If taking photographs outside and there are some great opportunities to get creative shots, but it seems too bright outside, there are things to do to ameliorate the sun as a problem. The f/Stop on the camera controls two aspects of the scene being captured; how much ambient light comes through the lens and hits the camera’s sensor, and what the depth of field is. That is, how much light not provided by camera equipment is being added to the scene and exactly how much of the scene is in focus. The main point of this tip is to learn how to use the f/Stop and direct sunlight in tandem to get an extremely interesting photographic result.
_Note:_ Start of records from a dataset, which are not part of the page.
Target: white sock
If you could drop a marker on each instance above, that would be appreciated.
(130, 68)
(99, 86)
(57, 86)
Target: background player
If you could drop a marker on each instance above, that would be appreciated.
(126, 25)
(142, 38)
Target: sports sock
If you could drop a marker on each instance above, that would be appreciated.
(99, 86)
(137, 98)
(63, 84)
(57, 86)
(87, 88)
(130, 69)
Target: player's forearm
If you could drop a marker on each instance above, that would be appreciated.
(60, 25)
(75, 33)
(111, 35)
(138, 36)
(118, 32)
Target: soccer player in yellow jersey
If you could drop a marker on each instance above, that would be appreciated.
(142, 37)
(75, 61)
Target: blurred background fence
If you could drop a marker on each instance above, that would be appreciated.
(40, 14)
Important Rule – Less F, More Light
What was first learned with f/Stop was the smaller the number, the more light the lens let in and vice bersa. The “f” stands for fraction, so an f/Stop of 4 gives an aperture of ¼ the focal length of the lens being used. This is why the smaller the number, the more ambient light is let in, because the number of the f/stop is the denominator of a fraction. The f/stop and other types of gadgets making cameras a bit less bulky to carry, as well as easier to use, came about so photographers would be able to choose from several different apertures and focal lengths without having to carry around a different lens for each one. This made is a bit easier to get several different shots of the same subject in less time, lugging around less bukly equipment.
If the amount of ambient light needs to be reduced when the photograph is being taken in direct sunlight, the ambient light must be reduced as much as necessary to give the proper exposure and the desired effect on the subject. In order to achieve this goal, change the f/Stop to a larger number, like 11, and take test shots each time the f/Stop increment is changed to the next number up. These test shots will show what effect each number has on the shot.
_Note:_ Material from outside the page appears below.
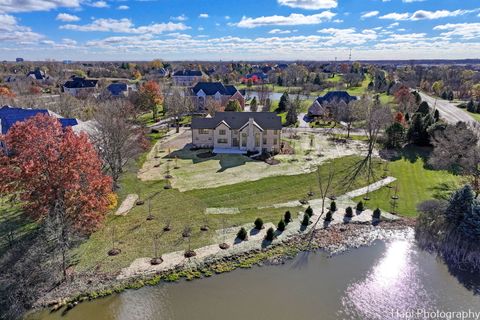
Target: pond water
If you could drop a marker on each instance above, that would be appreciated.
(381, 282)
If using a telephoto lens, a larger f/stop number will allow more of the photograph to be in focus, meaning that the subject of the photo as well as most of the environmental surroundings will be in focus, rather than if the smallest f/Stop number is used, letting in as much ambient light as possible. Generally, this will make the subject in focus, while the environment surrounding the subject will be a bit fuzzy. It all depends on the look that is wanted for the particular photograph being taken.
Play around with the f/Stop and test shot technique and all sorts of applications will be discovered for it. Set the f/Stop at 22 and remove almost all of the ambient light, and then add a flash to make it appear the image was taken at night. When doing this, the shutter speed might also have to bee tweaked to get everything dialed in just the way it is supposed to be.